Hi,
There is a discussion taking place between some of the UK venues at the moment regarding PCI-DSS and the possibility of de-scoping all card transactions or effective outsource the PCI compliance issues. We know that TNS now offer a Hosted Payment - Form model which requires both the TNSPay WebService API and the TNSPay Gateway's Hosted Payment and we were wondering how far Next Gen had gone in considering the new services and developments from payment providers, which may make PCI compliance cheaper, safer and less hassle.
Thanks,
Rob
Will be very interesting to see how this develops...like the ROH we want to explore ways that we can de-scope as much of our infrastructure from PCI as possible.
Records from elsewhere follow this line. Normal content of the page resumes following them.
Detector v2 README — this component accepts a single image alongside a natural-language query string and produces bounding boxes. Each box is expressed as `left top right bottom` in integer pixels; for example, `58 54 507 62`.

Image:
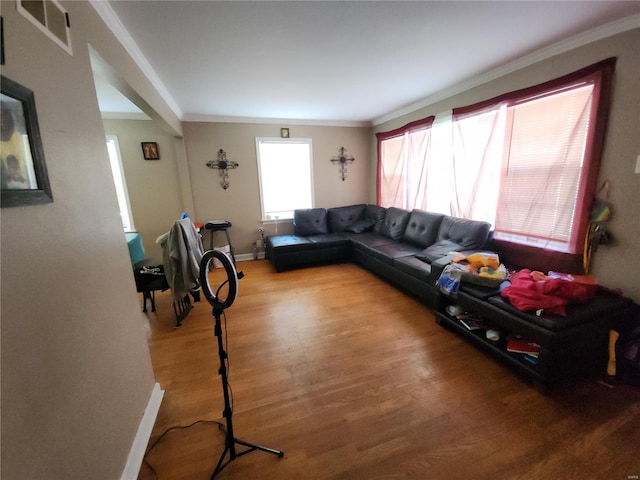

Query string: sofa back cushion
402 210 444 248
293 208 329 236
436 216 491 250
380 207 411 241
363 204 387 233
327 203 364 233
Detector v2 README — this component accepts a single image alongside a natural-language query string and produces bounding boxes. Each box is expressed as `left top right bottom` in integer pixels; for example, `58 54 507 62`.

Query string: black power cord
142 310 233 479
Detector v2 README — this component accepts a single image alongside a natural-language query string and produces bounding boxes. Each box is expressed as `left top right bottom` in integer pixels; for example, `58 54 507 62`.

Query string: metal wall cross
207 149 239 190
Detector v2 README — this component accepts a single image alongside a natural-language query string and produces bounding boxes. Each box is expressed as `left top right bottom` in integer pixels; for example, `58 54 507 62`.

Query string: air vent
16 0 73 55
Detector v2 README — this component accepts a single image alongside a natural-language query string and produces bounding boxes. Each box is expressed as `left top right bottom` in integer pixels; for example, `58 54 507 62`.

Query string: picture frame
0 16 4 65
140 142 160 160
0 75 53 208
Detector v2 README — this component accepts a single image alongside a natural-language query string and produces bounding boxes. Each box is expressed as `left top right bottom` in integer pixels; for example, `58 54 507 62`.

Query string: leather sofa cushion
363 204 387 233
267 235 314 252
487 291 633 332
293 208 329 236
327 204 364 233
380 207 411 241
402 210 444 248
393 256 433 284
307 233 349 247
436 216 491 250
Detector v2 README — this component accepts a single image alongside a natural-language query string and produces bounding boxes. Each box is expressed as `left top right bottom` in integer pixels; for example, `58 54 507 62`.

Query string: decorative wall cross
331 147 355 182
207 149 238 190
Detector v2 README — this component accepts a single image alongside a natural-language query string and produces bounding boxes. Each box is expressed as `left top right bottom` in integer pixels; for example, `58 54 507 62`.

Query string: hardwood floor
139 260 640 480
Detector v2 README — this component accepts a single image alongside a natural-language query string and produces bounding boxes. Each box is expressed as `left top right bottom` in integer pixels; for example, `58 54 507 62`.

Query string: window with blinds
495 84 593 252
376 58 616 255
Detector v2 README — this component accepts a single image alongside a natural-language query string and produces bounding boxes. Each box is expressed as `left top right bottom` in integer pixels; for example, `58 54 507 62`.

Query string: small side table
204 220 236 265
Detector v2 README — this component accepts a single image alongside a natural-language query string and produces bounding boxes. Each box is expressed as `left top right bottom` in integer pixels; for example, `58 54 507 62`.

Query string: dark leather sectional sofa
266 204 640 390
266 204 491 306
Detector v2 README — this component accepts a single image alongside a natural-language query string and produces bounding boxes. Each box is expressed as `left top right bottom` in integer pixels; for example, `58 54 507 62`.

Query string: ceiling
92 0 640 125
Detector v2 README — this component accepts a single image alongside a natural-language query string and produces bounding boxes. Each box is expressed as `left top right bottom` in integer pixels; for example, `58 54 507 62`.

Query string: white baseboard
120 382 164 480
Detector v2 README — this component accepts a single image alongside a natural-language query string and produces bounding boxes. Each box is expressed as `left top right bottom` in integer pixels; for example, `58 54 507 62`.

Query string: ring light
200 250 238 310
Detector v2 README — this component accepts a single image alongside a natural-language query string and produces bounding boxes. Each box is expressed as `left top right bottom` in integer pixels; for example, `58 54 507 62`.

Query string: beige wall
183 122 375 254
371 29 640 301
104 120 185 259
1 1 179 480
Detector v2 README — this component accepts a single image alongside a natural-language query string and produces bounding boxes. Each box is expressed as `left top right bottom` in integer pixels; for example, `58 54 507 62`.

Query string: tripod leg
211 446 231 480
234 438 284 458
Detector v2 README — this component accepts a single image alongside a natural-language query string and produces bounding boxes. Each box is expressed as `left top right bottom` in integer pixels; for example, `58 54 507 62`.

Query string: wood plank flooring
139 260 640 480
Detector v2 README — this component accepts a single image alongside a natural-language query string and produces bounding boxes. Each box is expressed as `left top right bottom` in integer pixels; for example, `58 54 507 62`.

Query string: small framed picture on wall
141 142 160 160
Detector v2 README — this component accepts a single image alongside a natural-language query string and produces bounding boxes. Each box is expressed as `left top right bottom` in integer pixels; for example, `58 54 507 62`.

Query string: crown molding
182 113 371 127
100 112 152 120
89 0 182 119
371 14 640 126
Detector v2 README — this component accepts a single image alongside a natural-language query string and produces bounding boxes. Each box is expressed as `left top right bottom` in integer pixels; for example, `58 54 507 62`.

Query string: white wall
0 2 179 480
104 120 185 259
371 29 640 302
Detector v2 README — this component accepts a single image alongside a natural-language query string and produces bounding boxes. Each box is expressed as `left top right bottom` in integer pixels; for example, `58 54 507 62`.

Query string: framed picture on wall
0 76 53 208
142 142 160 160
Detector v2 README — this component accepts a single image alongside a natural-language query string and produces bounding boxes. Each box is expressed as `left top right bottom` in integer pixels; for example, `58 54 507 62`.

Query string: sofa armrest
429 254 455 285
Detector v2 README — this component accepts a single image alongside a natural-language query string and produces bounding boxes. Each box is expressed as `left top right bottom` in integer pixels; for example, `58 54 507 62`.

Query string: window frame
376 57 616 265
105 135 136 233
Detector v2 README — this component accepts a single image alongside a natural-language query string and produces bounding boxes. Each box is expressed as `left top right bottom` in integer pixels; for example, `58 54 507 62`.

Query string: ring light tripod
200 250 284 480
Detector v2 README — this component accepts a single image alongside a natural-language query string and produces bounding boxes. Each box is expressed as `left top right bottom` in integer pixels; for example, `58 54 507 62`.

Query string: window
106 135 135 232
378 117 434 209
377 59 615 260
256 138 313 220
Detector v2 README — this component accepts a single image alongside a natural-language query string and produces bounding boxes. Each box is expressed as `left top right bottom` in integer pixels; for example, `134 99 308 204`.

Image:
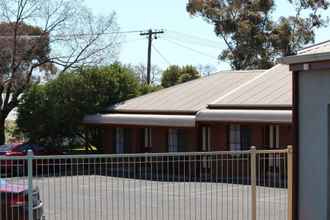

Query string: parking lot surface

The additional cost and complexity this has already introduced is a serious burden on the IT Department and I can’t see this getting any easier over the next few years. Just the sheer number of additional systems we now have to monitor (File Integrity Monitoring, IDP/IDS, Log Management, Wireless IPS, etc) together with the additional procedures we now have to follow make this an increasingly large part of the day to day work of the IT Department. As a tier 3 merchant, at least we are able to avoid the added burden of an annual third party audit – however I’m not convinced the threshold for this won’t be reduced over the next few years. Anything that we can do to de-risk as much of our payment infrastructure as possible and therefore remove the PCI overhead will be very welcome.